Auch wenn Feministinnen nur selten explizit zwischen diesen drei Gleichheitsaspekten differenzieren, prägt eine entsprechende oder ähnliche Unterscheidung ihre Argumentationen doch immer dann, wenn sie auf das Ungenügen gleicher Rechte zur Erreichung politischer Gleichstellung verweisen (z.B. Fraser 2001). Dass die formale Anerkennung von Frauen als vollwertige Mitglieder demokratischer Gemeinschaften bislang nicht ausgereicht hat, um ihnen gleiche Lebenschancen und politische Teilhabe wie den männlichen Bürgern zu sichern, ist dabei unumstritten. Noch immer haben auch politische Institutionen nach Ansicht der überwiegenden Mehrzahl der Feministinnen ein Geschlecht und tragen zur (Re-)Produktion geschlechtsspezifischer Rollen und Verhaltensmuster bei (Sauer 2001: 52; vgl. auch Holland-Cunz 1999: 128f.). In dieser Situation liegt nicht nur ein zentrales Gerechtigkeitsdefizit moderner Gesellschaften begründet (Young 1990), sie stellt angesichts der Integrationsprobleme moderner Gesellschaften auch zunehmend ein funktionales Problem dar.

So viel Einigkeit unter Feministinnen über diese Annahmen und Beobachtungen besteht, so unterschiedlich sind die theoretischen Konsequenzen, die sie daraus ziehen. Während die so genannten „gleichheitsorientierten“ Wissenschaftlerinnen davon überzeugt sind, dass Geschlechtsunterschiede in der gesellschaftlichen Praxis letztendlich keine Rolle spielen und lediglich temporäre Förderungsmaßnahmen für Frauen ergriffen werden müssten, fordern „Differenztheoretikerinnen“ die dauerhafte und institutionalisierte Berücksichtigung der Verschiedenheit von Männern und Frauen im demokratischen politischen Prozess (vgl. Fraser 2001: 67; Holland-Cunz 1999: 123f.; Kreisky 2004). Beide Perspektiven sollen im Folgenden beispielhaft anhand der gleichheitskritischen Arbeiten von Anne Phillips und Iris Marion Young beleuchtet werden.

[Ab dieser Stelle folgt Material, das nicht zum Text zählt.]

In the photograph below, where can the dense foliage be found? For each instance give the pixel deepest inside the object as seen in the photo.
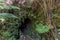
(29, 20)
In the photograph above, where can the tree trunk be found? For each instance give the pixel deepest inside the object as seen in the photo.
(52, 35)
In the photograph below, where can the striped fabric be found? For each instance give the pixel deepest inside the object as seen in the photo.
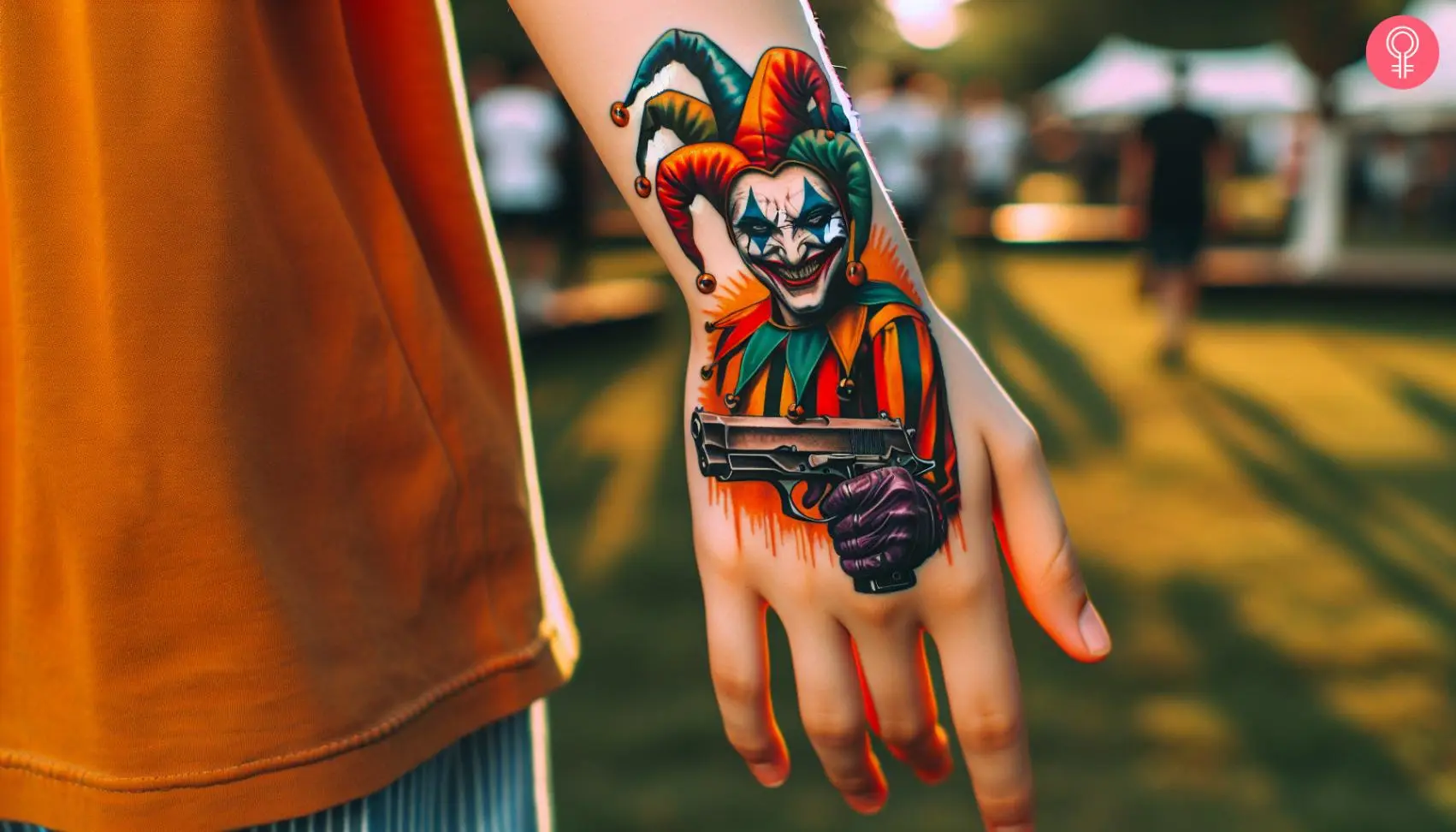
(493, 780)
(875, 359)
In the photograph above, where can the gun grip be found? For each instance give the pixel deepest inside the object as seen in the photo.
(885, 583)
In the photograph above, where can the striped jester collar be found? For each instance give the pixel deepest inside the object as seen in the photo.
(804, 347)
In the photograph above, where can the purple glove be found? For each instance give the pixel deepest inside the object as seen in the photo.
(884, 520)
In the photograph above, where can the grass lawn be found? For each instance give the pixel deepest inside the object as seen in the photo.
(1271, 538)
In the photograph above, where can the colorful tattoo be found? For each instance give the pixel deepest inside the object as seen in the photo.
(823, 367)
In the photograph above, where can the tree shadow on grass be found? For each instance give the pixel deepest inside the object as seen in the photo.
(997, 317)
(1317, 489)
(1427, 404)
(1331, 776)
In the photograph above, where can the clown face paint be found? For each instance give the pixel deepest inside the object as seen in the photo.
(790, 230)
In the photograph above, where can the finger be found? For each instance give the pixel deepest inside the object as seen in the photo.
(833, 711)
(902, 698)
(1039, 547)
(985, 695)
(869, 543)
(738, 659)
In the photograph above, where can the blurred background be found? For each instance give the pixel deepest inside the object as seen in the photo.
(1270, 532)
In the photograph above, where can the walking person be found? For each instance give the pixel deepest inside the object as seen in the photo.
(1174, 166)
(273, 551)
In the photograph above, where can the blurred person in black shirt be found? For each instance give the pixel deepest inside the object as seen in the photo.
(1172, 159)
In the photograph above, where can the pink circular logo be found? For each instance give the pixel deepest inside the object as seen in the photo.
(1402, 51)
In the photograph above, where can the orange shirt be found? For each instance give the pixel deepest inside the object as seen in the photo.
(269, 532)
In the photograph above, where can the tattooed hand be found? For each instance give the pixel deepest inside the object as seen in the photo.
(884, 520)
(817, 357)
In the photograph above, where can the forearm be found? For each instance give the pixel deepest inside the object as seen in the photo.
(595, 62)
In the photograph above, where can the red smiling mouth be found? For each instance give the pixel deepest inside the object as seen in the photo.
(804, 273)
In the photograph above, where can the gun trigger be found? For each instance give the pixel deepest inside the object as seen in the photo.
(785, 489)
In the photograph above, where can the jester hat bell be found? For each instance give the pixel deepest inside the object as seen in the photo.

Ungleich­heit aufgrund fehlender Rollen­muster – die gleich­heits­the­o­re­ti­sche Position

Mit ihrem Plädoyer für „faire Repräsentation“ machte die britische Politikwissenschaftlerin Anne Phillips in den 1980er Jahren auf Gerechtigkeitsprobleme in den westlichen Demokratien aufmerksam. Phillips kritisierte vor allem die mangelnde Inklusivität des demokratischen Prozesses in westlichen Gesellschaften als ein gleichheitstheoretisches Problem. Nicht nur die Interessen von Frauen kämen in der politischen Entscheidungsfindung nicht angemessen zum Ausdruck, sondern auch Minderheitspositionen fänden häufig zu wenig politische Beachtung. Dieser de facto Ausschluss von Teilen der Bürgerinnen und Bürger bzw. ihrer Interessen sei nicht die Konsequenz rechtlicher Exklusionen, sondern resultiere aus gewohnheitsmäßigen Denk- und Diskussionsmustern und der ungleichen Repräsentation verschiedener Bevölkerungsgruppen in den Entscheidungsgremien. Gleichheit bzw. Ungleichheit sind hier also das Resultat von gleicher bzw. ungleicher Sichtbarkeit im und Einflussnahme auf den politischen Prozess.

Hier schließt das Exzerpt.